Little Shark: Finger Puppet Book by ImageBooks
My rating: 4/5 cats
this is one of those finger puppet books where you pretend your fingie is a creature having adventures throughout the book, like little penis.
as a fun and formative finger puppet experience for kids, this is probably excellent.
as literature, it is somewhat lacking. not only does it seem to have taken its lessons in rhyme scheme from lang leav:
but this 116-word* book is studded with misinformation and demonstrates either a lack of responsibility or some willful self-deception on the shark’s part.
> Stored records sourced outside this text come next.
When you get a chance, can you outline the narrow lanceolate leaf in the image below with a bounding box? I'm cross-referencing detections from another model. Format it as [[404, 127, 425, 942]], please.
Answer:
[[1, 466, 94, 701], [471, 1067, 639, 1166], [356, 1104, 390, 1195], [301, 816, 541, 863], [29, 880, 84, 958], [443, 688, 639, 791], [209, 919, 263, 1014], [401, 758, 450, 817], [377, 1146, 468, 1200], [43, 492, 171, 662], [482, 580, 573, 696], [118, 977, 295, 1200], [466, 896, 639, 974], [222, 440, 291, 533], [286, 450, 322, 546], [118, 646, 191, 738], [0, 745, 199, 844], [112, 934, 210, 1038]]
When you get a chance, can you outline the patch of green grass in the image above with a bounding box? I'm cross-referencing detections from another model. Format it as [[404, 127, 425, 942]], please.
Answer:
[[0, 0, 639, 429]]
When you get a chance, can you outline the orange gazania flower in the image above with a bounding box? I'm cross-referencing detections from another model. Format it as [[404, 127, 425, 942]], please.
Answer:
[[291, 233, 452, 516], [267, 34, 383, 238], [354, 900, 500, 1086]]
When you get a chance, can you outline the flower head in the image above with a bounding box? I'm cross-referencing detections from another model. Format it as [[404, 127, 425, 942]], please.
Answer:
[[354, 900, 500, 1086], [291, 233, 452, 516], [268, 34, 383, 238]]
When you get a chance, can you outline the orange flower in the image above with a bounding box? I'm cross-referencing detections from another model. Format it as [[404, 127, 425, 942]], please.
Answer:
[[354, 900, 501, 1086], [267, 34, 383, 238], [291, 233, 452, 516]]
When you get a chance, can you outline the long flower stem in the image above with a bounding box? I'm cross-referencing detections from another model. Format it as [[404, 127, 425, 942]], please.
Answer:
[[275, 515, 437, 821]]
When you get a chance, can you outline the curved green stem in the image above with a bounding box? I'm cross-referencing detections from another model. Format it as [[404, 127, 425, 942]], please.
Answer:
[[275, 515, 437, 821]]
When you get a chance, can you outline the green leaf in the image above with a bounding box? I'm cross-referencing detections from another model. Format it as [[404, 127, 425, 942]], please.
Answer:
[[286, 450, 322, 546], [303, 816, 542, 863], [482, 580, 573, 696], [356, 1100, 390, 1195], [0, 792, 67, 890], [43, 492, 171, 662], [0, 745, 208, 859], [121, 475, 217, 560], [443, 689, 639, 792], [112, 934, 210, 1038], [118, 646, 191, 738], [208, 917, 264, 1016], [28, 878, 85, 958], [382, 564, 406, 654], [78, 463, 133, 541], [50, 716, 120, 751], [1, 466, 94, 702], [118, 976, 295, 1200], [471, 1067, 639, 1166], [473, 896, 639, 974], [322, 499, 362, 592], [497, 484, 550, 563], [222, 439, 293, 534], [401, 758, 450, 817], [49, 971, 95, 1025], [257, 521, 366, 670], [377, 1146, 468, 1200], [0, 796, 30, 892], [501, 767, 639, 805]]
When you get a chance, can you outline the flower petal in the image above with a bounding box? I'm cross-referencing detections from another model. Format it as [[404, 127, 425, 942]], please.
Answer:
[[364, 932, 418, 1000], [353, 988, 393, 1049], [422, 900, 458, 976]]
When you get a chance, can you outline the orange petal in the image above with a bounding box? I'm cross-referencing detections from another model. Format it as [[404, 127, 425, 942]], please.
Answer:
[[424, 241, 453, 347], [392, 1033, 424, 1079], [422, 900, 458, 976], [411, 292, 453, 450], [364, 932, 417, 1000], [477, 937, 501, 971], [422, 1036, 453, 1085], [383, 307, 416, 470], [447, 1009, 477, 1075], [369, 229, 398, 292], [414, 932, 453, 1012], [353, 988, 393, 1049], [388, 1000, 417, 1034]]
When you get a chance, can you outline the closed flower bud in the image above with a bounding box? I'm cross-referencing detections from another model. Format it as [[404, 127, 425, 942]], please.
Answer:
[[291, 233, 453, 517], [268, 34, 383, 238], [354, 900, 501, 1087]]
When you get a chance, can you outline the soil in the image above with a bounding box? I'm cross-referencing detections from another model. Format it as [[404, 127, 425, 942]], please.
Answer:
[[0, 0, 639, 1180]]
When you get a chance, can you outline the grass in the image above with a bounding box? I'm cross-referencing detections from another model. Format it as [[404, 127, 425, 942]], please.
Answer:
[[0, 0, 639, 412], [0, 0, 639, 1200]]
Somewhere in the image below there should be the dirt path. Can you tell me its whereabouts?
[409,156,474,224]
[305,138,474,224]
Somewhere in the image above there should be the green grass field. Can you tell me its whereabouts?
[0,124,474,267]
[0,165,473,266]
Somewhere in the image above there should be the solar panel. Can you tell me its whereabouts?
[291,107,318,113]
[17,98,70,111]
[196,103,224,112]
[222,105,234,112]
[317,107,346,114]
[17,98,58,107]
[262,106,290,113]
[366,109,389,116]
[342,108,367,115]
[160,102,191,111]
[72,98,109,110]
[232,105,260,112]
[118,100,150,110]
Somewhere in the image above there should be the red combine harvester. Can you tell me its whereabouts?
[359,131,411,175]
basically, this is about a lonely shark who wants a friend, but every time he approaches a fish, they swim away. this is the phrasing used:
All Little Shark wants
are a few nice friends,
but when they come near,
he always offends.
now, this makes it sound like he’s making racist jokes, to which fish are particularly sensitive, when in fact, it is much more likely that the offense comes when he TRIES TO EAT THEIR BODIES.
it is interesting to note that in this scenario, the fish approach him before he causes them to “flee,” but i don’t know that the journalism in this book can be trusted, considering that it later references a starfish as being “one of a kind,” which makes no biological sense, and insinuates that starfish are bioluminescent, which is true of very few of them, giving this book the dubious honor of being awarded “laziest research ever” in the finger puppet book category.
i do not think the discovery channel will ever include this on their list of must-read shark books, but there are worse places you could stick your finger this week, so i’ll round it up to four stars cats.
* or 118, depending on your take on “hide-and-seek.”